The most promising aspect of this relationship was explicitly postulated 30 years ago for mood disorders: not only is sleep disturbance a phenotypic feature of many neuropsychiatric illnesses, but it may in fact predispose, contribute to, and dare we say it, cause them [1, 2]. The Epidemiologic Catchment Area study was the first high-profile data demonstrating that insomnia was a strong predictor of incident mood disorders, suggesting that sleeplessness was thus “an opportunity for prevention”. This type of “bidirectional” relationship with insomnia has been demonstrated (although not equivocally) over the last 30 years for a number of neuropsychiatric disorders, including bipolar disorder [3], anxiety disorders [4], PTSD [5], substance use disorders [6], and Alzheimer’s disease [7]. Sleep disturbance has also been established as a risk for transdiagnostic symptoms such as suicidality and pain [8, 9]. Further, circadian rhythm dysregulation (independent of sleep disturbance) may be a risk for neuropsychiatric illness, including bipolar disorder, neurodegenerative disorders, and schizophrenia [10, 11]. Many of the papers in the current issue of Neuropsychopharmacology Reviews discuss the bidirectional relationship of sleep disturbance/circadian rhythms and neuropsychiatric illness, and their potential underlying neurobiological mechanisms.

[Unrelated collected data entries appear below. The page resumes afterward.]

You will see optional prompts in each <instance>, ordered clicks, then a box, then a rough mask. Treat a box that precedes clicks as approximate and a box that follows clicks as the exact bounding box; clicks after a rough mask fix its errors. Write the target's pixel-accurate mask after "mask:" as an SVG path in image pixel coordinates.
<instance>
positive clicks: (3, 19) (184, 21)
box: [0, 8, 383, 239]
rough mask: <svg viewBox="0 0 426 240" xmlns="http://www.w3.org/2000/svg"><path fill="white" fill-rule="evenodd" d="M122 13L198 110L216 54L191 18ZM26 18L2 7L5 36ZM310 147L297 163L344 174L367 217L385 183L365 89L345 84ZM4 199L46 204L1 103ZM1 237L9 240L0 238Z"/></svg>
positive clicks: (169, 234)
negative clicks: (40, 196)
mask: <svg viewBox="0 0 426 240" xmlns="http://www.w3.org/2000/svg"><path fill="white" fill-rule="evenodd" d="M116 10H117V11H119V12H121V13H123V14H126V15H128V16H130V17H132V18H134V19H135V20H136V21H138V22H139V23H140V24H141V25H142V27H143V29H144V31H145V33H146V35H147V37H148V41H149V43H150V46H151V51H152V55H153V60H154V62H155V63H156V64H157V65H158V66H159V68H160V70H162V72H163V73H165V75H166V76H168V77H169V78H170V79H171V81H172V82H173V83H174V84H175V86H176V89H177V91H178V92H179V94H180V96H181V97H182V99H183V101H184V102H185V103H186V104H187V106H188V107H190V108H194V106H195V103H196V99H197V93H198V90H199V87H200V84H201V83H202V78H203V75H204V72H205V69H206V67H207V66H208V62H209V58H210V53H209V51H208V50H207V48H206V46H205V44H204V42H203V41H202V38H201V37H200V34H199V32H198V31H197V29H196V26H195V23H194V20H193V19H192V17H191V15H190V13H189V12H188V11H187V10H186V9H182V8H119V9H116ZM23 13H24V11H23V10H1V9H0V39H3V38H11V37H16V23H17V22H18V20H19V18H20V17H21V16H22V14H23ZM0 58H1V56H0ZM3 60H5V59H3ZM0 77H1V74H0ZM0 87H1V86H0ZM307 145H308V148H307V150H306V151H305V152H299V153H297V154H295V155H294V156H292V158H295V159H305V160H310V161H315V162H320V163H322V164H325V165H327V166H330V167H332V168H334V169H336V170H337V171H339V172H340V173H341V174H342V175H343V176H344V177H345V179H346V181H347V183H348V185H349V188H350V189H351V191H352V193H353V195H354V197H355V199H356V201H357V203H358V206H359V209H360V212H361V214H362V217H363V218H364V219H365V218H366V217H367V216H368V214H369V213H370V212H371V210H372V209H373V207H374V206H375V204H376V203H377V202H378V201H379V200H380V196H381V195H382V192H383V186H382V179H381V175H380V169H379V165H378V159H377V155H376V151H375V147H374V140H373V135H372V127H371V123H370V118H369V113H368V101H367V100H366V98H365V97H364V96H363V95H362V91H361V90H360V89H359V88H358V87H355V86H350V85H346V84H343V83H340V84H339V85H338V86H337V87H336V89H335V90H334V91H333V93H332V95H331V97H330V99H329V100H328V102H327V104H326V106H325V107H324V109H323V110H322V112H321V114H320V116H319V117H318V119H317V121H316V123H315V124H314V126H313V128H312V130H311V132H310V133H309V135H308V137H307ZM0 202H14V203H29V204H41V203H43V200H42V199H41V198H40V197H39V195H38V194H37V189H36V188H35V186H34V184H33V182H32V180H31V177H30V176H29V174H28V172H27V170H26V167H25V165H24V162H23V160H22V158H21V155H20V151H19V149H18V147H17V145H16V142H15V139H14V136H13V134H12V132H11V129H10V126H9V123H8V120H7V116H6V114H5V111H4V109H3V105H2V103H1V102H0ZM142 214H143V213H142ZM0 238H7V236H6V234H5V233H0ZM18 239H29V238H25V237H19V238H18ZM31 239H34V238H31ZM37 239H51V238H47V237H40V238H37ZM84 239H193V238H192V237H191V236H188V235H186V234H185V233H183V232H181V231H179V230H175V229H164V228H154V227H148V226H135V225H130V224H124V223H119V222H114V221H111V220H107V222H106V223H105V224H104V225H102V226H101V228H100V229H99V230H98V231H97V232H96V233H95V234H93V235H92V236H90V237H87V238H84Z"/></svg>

As recognition of the complex role that sleep disturbance plays in psychiatric illness, DSM-5 mitigated the nearly impossible task for clinicians of determining whether insomnia was caused by psychiatric illness or vice-versa. This continued the evolution of previous DSM editions in eliminating distinctions between primary vs secondary, and subsequently primary vs comorbid, insomnia; instead insomnia diagnosis in DSM-5 is primarily based on symptom features, frequency, and duration. As a result, it encourages independent treatment of insomnia, as well as facilitating further research into the role of sleep disturbance in the etiology and natural history of psychiatric illness.